Examples of such pairings include before-and-after observations on the same subjects, or matched subjects in different conditions. In the paired sample t-test, we calculate the difference \(d=x_{1}-x_{2}\) for each matched pair of observations and then analyze these differences using the t-test. This method helps to control for variability between subjects, as the comparison is based only on the changes within each pair, not between different pairs. As a result, this test can be more sensitive in detecting differences than two independent samples t-tests.

Calculating the Margin of Error

The concept of margin of error plays a pivotal role in understanding the precision of an estimate. It is the range above and below the observed statistic value that is believed to contain, with a certain level of confidence, the true population parameter.

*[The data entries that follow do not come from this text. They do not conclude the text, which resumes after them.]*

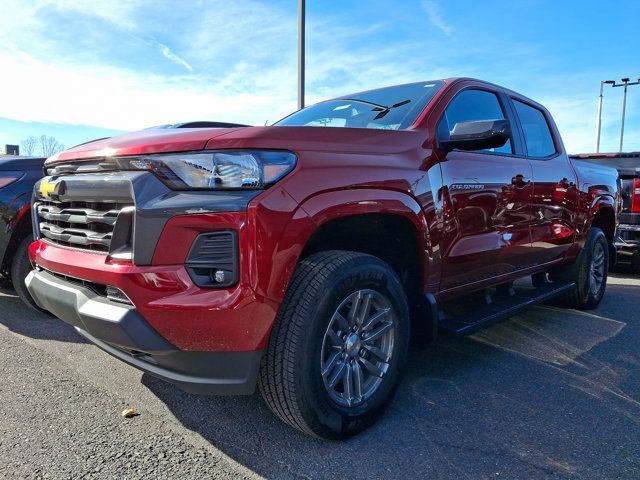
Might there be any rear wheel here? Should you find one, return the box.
[11,235,44,312]
[551,227,609,310]
[259,251,409,438]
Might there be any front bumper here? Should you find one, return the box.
[26,270,262,395]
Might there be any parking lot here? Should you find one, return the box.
[0,273,640,479]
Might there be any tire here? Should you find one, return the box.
[551,227,609,310]
[258,250,410,439]
[11,235,44,312]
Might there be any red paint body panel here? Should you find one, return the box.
[36,79,617,351]
[53,128,242,161]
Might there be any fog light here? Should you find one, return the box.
[213,270,225,283]
[106,285,133,305]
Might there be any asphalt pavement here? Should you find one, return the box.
[0,273,640,480]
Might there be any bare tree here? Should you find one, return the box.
[20,135,38,156]
[39,135,64,157]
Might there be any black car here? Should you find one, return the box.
[572,152,640,274]
[0,156,45,308]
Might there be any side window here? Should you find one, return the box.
[438,90,513,153]
[513,100,556,158]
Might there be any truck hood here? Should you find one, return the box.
[47,128,248,164]
[47,126,424,164]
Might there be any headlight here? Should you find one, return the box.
[0,170,24,188]
[117,150,296,190]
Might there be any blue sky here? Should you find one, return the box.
[0,0,640,152]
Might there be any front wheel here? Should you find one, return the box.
[259,251,409,438]
[551,227,609,310]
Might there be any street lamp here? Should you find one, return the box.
[611,78,640,152]
[298,0,305,110]
[596,80,616,153]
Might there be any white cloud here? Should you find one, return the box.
[158,43,193,72]
[422,0,453,37]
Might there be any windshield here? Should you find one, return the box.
[275,81,442,130]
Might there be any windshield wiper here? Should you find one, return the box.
[340,98,411,120]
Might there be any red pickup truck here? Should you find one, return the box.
[27,79,618,438]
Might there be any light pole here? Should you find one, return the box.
[596,80,616,153]
[298,0,305,110]
[611,78,640,152]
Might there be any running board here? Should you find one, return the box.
[438,283,575,336]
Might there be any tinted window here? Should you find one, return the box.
[276,82,442,130]
[438,90,513,153]
[513,100,556,158]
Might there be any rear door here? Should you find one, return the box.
[436,86,533,290]
[511,98,579,263]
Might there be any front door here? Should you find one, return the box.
[437,88,533,290]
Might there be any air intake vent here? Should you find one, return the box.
[186,230,238,288]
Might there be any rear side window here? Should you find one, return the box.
[513,100,556,158]
[438,90,513,153]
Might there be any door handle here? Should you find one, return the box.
[511,174,531,187]
[558,178,574,188]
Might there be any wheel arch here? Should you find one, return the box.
[256,189,431,342]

Mathematically, the margin of error (\(E\)) can be calculated in context of a t-distribution as \( E = t \cdot \frac{s_{d}}{\sqrt{n_{d}}} \), where \(t\) is the t-distribution critical value associated with our desired confidence level, \(s_d\) is the standard deviation of the differences observed in our paired sample, and \(n_d\) is the number of differences or pairings. Higher confidence levels or larger variabilities result in a wider margin of error, suggesting less precision, while a larger sample size reduces the margin of error, indicating a more precise estimate.